Dies ist keine reine Arbeitgeberposition. Der Sachverständigenrat zur Begutachtung der gesamtwirtschaftlichen Entwicklung hat schon in seinem Jahresgutachten 2017/18 darauf hingewiesen, dass hier Änderungsbedarf besteht. Die Deutschen Wirtschaftsnachrichten zitieren dazu den damaligen Vorsitzenden des Beratergremiums der Bundesregierung, Christoph Schmidt: „Firmen, die in der neuen digitalisierten Welt bestehen wollten, müssten agil sein und schnell ihre Teams zusammenrufen können: ‚Die Vorstellung, dass man morgens im Büro den Arbeitstag beginnt und mit dem Verlassen der Firma beendet, ist veraltet.‘ Und weiter: „ ‚So brauchen Unternehmen beispielsweise Sicherheit, dass sie nicht gesetzwidrig handeln, wenn ein Angestellter abends noch an einer Telefonkonferenz teilnimmt und dann morgens beim Frühstück seine Mails liest.‘ “ Die internationalen Banken meiden mit manchen Abteilungen seit langen Jahren Deutschland, weil sie genau vor diesen Restriktionen Angst haben.
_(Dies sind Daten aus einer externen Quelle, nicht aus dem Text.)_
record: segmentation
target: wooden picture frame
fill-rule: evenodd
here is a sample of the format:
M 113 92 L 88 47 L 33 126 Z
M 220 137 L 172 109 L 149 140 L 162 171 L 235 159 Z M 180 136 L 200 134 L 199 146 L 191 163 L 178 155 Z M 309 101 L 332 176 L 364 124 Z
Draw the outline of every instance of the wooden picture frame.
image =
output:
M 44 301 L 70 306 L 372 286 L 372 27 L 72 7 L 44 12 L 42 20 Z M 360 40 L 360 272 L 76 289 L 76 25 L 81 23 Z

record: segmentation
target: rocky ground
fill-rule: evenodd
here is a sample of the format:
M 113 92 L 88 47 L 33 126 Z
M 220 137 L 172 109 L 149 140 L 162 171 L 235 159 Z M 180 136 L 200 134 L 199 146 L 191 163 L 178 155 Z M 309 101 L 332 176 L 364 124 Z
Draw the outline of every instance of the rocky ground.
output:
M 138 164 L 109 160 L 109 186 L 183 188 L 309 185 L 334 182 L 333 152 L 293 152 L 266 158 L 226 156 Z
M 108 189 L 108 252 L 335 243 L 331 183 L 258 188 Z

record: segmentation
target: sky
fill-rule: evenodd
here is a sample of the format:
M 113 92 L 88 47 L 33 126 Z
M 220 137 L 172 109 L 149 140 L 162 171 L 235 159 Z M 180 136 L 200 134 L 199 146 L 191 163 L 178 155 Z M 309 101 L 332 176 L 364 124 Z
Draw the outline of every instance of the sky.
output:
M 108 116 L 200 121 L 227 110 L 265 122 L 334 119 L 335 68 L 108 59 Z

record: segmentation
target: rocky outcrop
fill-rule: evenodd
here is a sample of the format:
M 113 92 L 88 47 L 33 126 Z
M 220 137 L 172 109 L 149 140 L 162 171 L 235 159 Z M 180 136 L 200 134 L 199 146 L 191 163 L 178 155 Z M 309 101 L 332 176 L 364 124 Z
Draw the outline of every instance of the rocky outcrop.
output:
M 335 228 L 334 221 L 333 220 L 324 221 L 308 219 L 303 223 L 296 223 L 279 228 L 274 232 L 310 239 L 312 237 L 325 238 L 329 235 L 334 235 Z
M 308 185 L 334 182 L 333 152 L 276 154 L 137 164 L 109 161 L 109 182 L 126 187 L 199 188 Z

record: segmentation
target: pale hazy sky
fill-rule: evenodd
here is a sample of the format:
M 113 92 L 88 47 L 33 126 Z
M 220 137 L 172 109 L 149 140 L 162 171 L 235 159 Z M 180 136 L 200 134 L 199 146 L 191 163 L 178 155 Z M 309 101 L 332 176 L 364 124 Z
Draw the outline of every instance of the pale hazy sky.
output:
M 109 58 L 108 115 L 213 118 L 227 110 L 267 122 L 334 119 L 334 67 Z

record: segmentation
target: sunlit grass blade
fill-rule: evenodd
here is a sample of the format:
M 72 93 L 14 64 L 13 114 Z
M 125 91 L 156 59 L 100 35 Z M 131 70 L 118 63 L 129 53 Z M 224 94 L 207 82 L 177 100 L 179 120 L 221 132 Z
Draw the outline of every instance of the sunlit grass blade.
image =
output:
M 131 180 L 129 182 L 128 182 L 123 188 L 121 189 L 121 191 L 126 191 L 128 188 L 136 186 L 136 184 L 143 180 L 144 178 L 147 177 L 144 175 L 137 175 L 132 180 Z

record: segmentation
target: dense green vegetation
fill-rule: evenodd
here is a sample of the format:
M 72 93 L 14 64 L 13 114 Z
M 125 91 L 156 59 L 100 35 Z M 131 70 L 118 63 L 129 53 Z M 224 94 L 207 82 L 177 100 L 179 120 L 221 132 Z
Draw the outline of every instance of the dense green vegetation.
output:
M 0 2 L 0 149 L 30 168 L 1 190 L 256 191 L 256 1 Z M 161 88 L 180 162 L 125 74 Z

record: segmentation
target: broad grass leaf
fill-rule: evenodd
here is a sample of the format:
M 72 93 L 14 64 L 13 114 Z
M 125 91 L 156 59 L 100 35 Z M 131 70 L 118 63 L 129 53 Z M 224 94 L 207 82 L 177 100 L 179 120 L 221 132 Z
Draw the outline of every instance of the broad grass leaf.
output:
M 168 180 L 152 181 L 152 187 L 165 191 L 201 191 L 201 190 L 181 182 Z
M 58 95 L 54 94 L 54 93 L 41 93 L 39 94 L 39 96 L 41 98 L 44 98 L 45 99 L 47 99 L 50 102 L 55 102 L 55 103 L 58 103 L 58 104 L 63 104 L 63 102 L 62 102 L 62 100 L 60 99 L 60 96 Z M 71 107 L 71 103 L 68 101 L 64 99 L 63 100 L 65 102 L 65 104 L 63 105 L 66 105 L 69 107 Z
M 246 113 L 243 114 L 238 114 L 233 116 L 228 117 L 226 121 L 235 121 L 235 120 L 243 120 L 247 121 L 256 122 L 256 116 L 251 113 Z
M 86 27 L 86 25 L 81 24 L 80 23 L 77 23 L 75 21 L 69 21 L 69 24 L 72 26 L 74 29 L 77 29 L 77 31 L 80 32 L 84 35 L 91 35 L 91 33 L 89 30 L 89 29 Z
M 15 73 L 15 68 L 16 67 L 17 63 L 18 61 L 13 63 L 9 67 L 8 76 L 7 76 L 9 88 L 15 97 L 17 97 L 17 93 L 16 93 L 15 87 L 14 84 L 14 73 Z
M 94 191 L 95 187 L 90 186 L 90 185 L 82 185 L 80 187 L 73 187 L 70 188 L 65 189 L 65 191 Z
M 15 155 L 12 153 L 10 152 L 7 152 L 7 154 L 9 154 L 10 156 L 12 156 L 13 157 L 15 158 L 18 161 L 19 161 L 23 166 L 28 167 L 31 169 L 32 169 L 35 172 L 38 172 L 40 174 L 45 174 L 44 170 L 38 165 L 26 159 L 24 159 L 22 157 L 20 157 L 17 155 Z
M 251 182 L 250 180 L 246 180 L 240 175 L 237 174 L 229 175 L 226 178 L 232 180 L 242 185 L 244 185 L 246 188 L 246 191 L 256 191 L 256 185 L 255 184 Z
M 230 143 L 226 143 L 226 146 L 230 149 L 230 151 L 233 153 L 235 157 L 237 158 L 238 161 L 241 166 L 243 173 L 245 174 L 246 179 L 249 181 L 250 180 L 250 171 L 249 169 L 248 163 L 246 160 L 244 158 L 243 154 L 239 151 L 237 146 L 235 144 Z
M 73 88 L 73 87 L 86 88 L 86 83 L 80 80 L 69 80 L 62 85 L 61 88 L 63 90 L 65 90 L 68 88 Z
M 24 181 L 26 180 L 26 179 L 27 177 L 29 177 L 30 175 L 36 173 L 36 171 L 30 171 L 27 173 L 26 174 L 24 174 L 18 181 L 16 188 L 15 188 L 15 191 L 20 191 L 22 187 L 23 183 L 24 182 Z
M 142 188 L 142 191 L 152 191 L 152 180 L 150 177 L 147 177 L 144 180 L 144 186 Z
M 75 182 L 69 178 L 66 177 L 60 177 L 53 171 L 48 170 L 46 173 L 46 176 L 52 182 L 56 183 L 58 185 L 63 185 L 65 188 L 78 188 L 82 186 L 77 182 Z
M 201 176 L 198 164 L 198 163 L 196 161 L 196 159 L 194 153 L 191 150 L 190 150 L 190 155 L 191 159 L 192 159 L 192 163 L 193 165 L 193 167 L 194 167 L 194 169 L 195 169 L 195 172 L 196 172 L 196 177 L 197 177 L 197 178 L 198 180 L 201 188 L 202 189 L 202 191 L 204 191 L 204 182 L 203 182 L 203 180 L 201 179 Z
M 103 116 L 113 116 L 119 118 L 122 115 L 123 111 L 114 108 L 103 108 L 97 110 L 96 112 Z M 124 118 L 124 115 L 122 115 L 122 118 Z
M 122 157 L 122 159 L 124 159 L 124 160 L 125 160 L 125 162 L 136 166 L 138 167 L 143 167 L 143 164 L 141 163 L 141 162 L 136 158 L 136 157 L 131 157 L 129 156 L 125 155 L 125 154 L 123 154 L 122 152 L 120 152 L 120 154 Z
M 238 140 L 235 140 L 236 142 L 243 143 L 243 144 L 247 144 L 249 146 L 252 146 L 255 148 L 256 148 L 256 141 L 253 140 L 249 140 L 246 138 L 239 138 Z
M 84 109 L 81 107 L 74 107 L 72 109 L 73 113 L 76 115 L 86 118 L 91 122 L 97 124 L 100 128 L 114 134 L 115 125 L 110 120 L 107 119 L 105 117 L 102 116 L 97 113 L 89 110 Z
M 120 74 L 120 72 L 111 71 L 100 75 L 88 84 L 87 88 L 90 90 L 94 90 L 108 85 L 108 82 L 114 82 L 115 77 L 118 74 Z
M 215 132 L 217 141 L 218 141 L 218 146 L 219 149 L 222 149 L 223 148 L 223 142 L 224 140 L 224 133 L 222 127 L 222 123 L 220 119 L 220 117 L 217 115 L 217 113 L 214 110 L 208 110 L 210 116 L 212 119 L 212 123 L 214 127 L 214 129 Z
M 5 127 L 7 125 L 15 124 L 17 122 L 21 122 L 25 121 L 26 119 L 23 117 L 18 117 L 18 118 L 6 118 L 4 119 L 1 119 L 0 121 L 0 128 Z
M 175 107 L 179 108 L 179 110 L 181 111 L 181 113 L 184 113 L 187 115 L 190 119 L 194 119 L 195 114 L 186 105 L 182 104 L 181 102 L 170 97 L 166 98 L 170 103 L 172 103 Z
Mehr Arbeit vernünftig organisieren

Die vom Bundesarbeitsgericht verlangte strikte Dokumentationspflicht schadet Arbeitgeber und Arbeitnehmer. Sie sollte durch flexiblere Regelungen ersetzt werden. Sicherlich finden die Tarifvertragspartner Lösungen, die Standard werden könnten. Zugleich sollte Deutschland die Möglichkeiten der EU-Richtlinie voll ausschöpfen und dem deutschen Arbeitsmarkt die maximale Flexibilität ermöglichen.

Noch leben manche Tarifstreitigkeiten von dem Gedanken, es gehe um die bessere Verteilung einer immer geringeren Arbeitszeit bei jeweils vollem Lohnausgleich. Im Gegenteil: Die durchschnittliche Arbeitszeit müsste eher länger werden, wenn man die Lebensarbeitszeit konstant halten und somit das Renteneintrittsalter nur behutsam weiter nach hinten verschieben möchte. Das heißt, dass Lebensarbeitszeit-Konten und andere Modelle attraktiv werden müssen. Das erfordert die maximal mögliche Flexibilität in der Wochen- und Monatsarbeitszeit. Zu Zeiten der Ausbeutung in den Kohleminen des Frühkapitalismus wäre das nicht vertretbar gewesen. In der Sozialen Marktwirtschaft ist es ein Gebot der Fairness, der Vernunft und der Zukunftssicherung.